Thousands of sensitive documents have been compromised in a data hack on the Swedish security firm Gunnebo.
The group admitted on Tuesday it had been the victim of a theft operation, which may have affected the security of the Swedish parliament and European banks.
A spokesperson for Gunnebo told Euronews the incident was “extremely regrettable”.
The intrusion had been reported to the Swedish internal intelligence and anti-terrorism agency (Säpo) after external IT forensics concluded the attack was “well organised”.
“We can only speculate about the purpose of the attack, but as it cannot be excluded that it was an attempt at industrial espionage,” Stefan Syrén, CEO of the Gunnebo group, said on 25 August.
Gunnebo specialises in secure access portals and operates all over the world with clients including nuclear power stations, hospitals, and airports.
The names of the companies and organisations affected by the leak have not been revealed.
The company also denied media reports that they were not aware that data had been copied in the intrusion.
“Ever since the data breach was discovered, Gunnebo has worked based on the hypothesis that files may have ended up in the wrong hands,” a spokesperson told Euronews.
What was hacked?
In August, Gunnebo’s IT department established that an “unauthorised party” had tried to gain access to the company’s servers.
According to the daily Dagens Nyheter, a total of 19 gigabytes of information and some 38,000 files were stolen.
This included details about the protection of the Swedish parliament, plans for the safes of at least two German banks, and confidential information of the Swedish tax agency’s new office in Stockholm.
In response, Gunnebo immediately shut down the servers to isolate the attack, saying that this quick action meant “effects were kept to a minimum and the majority of operations were soon back online”.
After a few days, the Swedish company decided to analyse the data on servers around the world, communicating this with affected customers on a local level.
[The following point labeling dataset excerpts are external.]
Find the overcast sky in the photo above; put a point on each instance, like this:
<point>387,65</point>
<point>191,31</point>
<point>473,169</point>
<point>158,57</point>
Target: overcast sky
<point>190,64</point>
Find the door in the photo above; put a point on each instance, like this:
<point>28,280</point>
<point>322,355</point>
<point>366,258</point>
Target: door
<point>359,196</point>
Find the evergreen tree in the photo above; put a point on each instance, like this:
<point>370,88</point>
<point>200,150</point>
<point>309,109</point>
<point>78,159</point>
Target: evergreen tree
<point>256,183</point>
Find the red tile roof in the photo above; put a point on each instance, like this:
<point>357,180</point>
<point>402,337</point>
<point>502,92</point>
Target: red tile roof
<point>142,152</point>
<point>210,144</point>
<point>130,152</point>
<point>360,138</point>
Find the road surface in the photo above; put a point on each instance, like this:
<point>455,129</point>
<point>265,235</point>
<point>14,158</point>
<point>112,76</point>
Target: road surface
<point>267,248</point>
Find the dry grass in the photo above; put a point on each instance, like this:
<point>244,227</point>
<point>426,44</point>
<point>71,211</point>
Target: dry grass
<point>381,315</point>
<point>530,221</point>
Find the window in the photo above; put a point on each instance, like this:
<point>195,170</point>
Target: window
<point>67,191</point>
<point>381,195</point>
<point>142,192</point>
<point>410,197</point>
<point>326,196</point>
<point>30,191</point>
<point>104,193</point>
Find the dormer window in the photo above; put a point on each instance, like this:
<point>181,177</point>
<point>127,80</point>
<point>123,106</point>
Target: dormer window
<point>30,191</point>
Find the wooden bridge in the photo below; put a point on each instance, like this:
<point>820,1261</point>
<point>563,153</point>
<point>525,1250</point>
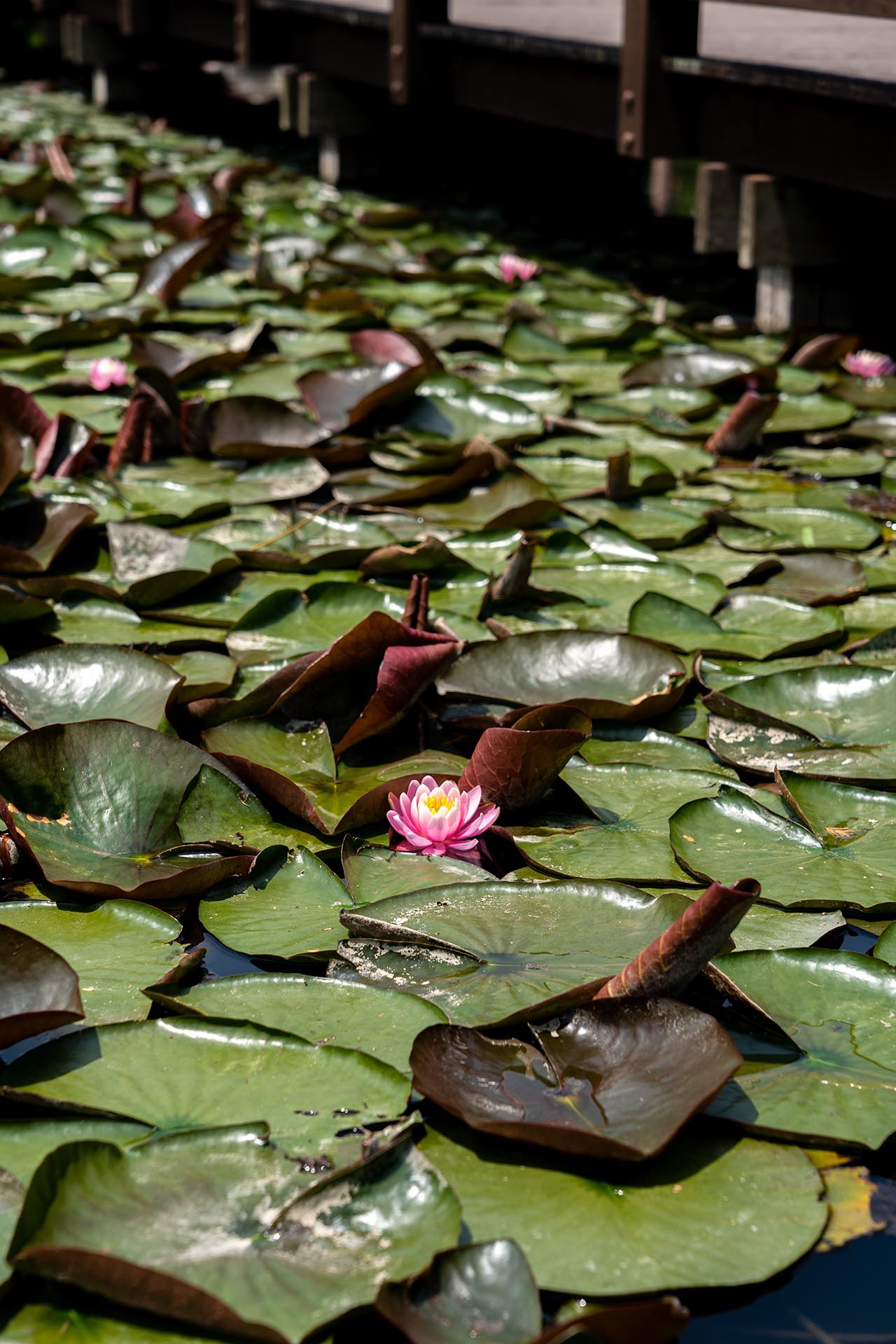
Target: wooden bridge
<point>780,102</point>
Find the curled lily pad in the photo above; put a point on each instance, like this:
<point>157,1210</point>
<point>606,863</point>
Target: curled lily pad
<point>834,1084</point>
<point>491,952</point>
<point>608,676</point>
<point>38,991</point>
<point>830,721</point>
<point>64,685</point>
<point>710,1211</point>
<point>748,625</point>
<point>374,873</point>
<point>298,772</point>
<point>36,531</point>
<point>615,1081</point>
<point>514,766</point>
<point>276,1259</point>
<point>96,806</point>
<point>841,857</point>
<point>485,1289</point>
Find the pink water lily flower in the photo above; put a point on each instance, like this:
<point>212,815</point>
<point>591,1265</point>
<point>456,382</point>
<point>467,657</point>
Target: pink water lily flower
<point>869,363</point>
<point>441,819</point>
<point>516,268</point>
<point>108,372</point>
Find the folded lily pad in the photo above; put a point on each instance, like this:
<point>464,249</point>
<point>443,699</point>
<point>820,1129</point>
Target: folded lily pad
<point>485,1289</point>
<point>836,1082</point>
<point>830,721</point>
<point>608,676</point>
<point>748,625</point>
<point>710,1212</point>
<point>493,951</point>
<point>65,685</point>
<point>298,772</point>
<point>96,804</point>
<point>844,855</point>
<point>615,1081</point>
<point>38,991</point>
Gunnebo then says that “criminals” decided to upload a certain part of the stolen data on the so-called “Darknet” and are continuing to analyse this dataset.
“Of course, we have been aware that files that originate from us are available on Darknet, and we naturally regret that this is the case,” said Syrén.
“Unfortunately, this is exactly how computer criminals work.
“It has never been an alternative for Gunnebo to pay a ransom to have the files deleted, the only way to curb this kind of crime is that the affected organisations do not fall short and pay out ransoms.”
In addition to reporting the incident to the Swedish security service, Gunnebo also initiated a full review of the organisation’s entire IT systems to tighten security.
Only a few company servers remain unplugged awaiting the conclusion of the IT-forensics investigation, but Gunnebo says it is not yet possible to evaluate the long-term effects of the attack.
“Safety always comes first for Gunnebo,” said Syrén.
Finland is currently facing unprecedented data hacking after the theft of thousands of psychotherapy patient records.
Some of these data, stolen from the private company Vastaamo, have been published against a background of blackmail.